What will the concentration of `[Ca^(+2)]` in a sample of 1 litre hard water if after treatment with washing soda 10 g insoluable `CaCO_(3)` is precipitated.

To find the concentration of calcium ions \([Ca^{2+}]\) in a 1-litre sample of hard water after treatment with washing soda, we can follow these steps: ### Step-by-Step Solution: 1. **Identify the Reaction**: When hard water, which contains calcium ions \([Ca^{2+}]\), is treated with washing soda (sodium carbonate, \(Na_2CO_3\)), a precipitation reaction occurs: \[ Ca^{2+} + Na_2CO_3 \rightarrow CaCO_3 (s) + 2Na^+ \] In this reaction, calcium ions react with carbonate ions to form insoluble calcium carbonate \((CaCO_3)\). 2. **Determine the Mass of Precipitate**: The question states that 10 grams of insoluble \(CaCO_3\) is precipitated. 3. **Calculate the Molar Mass of \(CaCO_3\)**: The molar mass of \(CaCO_3\) can be calculated as follows: - Calcium (Ca): 40 g/mol - Carbon (C): 12 g/mol - Oxygen (O): 16 g/mol × 3 = 48 g/mol \[ \text{Molar mass of } CaCO_3 = 40 + 12 + 48 = 100 \text{ g/mol} \] 4. **Calculate the Number of Moles of \(CaCO_3\)**: Using the formula for moles: \[ \text{Number of moles} = \frac{\text{mass}}{\text{molar mass}} = \frac{10 \text{ g}}{100 \text{ g/mol}} = 0.1 \text{ mol} \] 5. **Relate Moles of \(CaCO_3\) to Moles of \(Ca^{2+}\)**: From the stoichiometry of the reaction, 1 mole of \(Ca^{2+}\) produces 1 mole of \(CaCO_3\).

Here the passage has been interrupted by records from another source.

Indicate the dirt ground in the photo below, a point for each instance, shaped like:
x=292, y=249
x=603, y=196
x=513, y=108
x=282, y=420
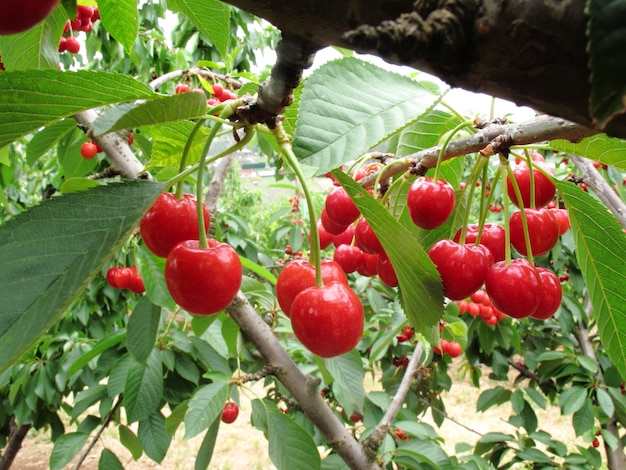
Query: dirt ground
x=240, y=446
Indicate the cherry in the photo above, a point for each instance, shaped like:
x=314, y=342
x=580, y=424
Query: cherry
x=203, y=281
x=462, y=267
x=298, y=275
x=543, y=230
x=365, y=237
x=551, y=295
x=16, y=17
x=348, y=257
x=492, y=237
x=515, y=288
x=328, y=320
x=544, y=188
x=230, y=412
x=170, y=221
x=340, y=208
x=430, y=203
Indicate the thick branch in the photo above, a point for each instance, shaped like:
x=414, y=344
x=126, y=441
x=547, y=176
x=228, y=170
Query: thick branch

Therefore, the moles of \(Ca^{2+}\) in the original hard water sample is also 0.1 mol. 6. **Calculate the Concentration of \(Ca^{2+}\)**: The concentration (molarity) of \(Ca^{2+}\) can be calculated using the formula: \[ \text{Molarity} = \frac{\text{number of moles}}{\text{volume in litres}} = \frac{0.1 \text{ mol}}{1 \text{ L}} = 0.1 \text{ M} \] ### Final Answer: The concentration of \([Ca^{2+}]\) in the hard water sample is **0.1 M**.